The value of $\sqrt{2025}$ = 45
The value of $\sqrt{1152}$ = 34
So, the value closest to $\sqrt{2028}$ – $\sqrt{1152}$ = 11

We know that $a^3 – b^3 = (a-b) \times (a^2 + ab + b^2) = (a-b) \times ((a+b)^2 – ab)$
In this case, $21^3 – 19^3 = (21 – 19) \times (21^2 + 21 \times 19 + 19^2)$
Which equals $2 \times ((21+19)^2 – 21\times 19)$
This equals $2 \times (40^2 – 399) = 2 \times (1600-399) = 2 \times 1201 = 2402$

$\frac{391}{667}$ = $\frac{17 \times 23}{29 \times 23}$ = $\frac{17}{29}$

We see that the numbers are distributed around 50.
So we find the differences around 50
Estimated mean= 50
Sum = +6-5-3+11-1+4+2 =14
n=7

Actual mean = 50 + 14/7 = 52.

Since the number is divisible by 10, b = 0. Since the number is divisible by 9, the sum of the digits is also divisible by 9.
19+a+b should be divisible by 9. Since b = 0, only a = 8, satisfy this criteria.

Let’s factorize 2352 into its prime factors.
2352 = 16 * 3 * 49 = $2^4 * 3 * 7^2$.
To be a perfect square, the number should have prime factors with even indices.
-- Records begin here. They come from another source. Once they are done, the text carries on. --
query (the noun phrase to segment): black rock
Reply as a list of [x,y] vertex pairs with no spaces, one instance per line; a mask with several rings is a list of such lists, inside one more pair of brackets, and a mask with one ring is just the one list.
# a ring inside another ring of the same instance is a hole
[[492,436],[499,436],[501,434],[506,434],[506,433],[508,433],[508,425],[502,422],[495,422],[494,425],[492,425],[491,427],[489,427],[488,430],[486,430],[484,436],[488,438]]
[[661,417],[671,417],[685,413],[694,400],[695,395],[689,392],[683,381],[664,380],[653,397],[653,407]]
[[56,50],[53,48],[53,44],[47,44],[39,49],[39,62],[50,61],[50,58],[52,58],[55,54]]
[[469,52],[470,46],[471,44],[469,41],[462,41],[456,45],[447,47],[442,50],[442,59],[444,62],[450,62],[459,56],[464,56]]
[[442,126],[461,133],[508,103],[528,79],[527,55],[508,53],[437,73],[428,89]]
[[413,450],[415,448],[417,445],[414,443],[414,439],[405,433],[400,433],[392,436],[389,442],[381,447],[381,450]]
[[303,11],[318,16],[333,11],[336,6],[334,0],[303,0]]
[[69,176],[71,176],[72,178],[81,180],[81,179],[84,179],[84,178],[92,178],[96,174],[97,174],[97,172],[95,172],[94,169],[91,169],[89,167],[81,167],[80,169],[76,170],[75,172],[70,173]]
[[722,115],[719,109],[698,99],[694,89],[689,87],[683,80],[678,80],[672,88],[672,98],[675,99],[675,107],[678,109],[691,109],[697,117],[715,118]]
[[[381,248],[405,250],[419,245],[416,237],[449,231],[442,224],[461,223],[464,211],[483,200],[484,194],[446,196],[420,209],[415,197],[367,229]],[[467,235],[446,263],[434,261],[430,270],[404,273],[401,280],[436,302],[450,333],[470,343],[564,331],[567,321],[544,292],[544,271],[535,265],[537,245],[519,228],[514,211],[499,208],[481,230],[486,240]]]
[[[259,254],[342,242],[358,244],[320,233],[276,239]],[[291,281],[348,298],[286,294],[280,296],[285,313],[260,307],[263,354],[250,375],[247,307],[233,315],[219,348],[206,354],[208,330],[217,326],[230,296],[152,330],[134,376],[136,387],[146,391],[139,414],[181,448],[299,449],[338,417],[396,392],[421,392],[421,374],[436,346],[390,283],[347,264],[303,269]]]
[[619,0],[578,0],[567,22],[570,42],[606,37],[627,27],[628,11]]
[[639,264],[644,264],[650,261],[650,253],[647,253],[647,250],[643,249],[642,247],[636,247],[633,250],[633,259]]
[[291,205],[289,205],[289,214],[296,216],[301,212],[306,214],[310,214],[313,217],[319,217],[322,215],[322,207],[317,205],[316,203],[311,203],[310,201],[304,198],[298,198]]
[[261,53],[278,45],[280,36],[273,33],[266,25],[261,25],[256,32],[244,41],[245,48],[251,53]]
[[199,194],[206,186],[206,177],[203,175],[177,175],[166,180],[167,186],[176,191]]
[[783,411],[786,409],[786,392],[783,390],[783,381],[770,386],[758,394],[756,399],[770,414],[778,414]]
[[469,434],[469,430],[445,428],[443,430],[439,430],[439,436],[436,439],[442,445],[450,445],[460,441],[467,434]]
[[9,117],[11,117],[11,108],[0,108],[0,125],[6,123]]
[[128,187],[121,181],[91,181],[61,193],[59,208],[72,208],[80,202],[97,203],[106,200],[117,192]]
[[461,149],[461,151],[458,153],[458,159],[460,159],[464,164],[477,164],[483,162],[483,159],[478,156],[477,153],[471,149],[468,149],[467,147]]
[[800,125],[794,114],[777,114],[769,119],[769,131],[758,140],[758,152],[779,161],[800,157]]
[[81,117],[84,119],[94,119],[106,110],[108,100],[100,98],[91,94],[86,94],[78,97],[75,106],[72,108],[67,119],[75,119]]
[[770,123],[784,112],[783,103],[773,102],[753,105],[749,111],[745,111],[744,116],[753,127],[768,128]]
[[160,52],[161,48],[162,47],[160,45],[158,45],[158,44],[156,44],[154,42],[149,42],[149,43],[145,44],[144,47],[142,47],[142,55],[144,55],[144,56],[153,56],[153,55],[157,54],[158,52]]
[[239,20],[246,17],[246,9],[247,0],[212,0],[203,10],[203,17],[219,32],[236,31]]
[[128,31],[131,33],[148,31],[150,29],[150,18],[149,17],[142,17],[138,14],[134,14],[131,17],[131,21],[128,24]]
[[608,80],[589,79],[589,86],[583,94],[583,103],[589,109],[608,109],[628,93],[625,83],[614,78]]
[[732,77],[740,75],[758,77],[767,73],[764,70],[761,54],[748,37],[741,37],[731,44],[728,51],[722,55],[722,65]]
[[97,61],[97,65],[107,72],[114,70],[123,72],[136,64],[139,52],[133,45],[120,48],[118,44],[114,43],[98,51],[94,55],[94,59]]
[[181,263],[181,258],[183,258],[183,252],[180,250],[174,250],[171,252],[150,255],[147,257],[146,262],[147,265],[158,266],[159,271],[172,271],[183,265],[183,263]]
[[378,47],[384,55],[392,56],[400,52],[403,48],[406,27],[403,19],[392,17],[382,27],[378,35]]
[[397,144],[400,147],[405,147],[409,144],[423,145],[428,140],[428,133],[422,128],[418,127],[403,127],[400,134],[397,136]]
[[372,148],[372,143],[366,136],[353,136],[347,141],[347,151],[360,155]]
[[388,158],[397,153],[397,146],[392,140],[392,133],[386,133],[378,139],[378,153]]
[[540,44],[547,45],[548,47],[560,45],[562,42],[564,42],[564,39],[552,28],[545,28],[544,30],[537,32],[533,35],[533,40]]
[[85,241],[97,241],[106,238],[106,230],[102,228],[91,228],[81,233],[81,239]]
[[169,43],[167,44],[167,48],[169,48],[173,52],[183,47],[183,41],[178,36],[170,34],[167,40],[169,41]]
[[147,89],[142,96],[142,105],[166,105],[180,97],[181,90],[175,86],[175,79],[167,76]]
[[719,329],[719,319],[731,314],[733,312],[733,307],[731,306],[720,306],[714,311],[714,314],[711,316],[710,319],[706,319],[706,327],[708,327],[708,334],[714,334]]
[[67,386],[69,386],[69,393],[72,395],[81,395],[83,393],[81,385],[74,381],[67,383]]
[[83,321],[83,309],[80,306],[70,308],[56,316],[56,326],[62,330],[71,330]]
Hence, for 3 to have an even index, the number should be multiplied with 3.

The numbers are $3*5^2$, $5*31$ and $5*39$.
So, the HCF of the three numbers is 5.

$9 = 3^2$
$12 = 3 * 2^2$
So, the LCM of 9, 11 and 12 is $3^2 * 2^2 * 11$ = 9 * 4 * 11 = 396
So, the required number should be of the form 396k + 4
For k = 1, the number becomes 396 + 4 = 400

The summation of first two terms will be = 3636.36 and the whole summation will be 5555.55

Let the number be x. Hence, 75%*(x-10)=180. Hence, x=250.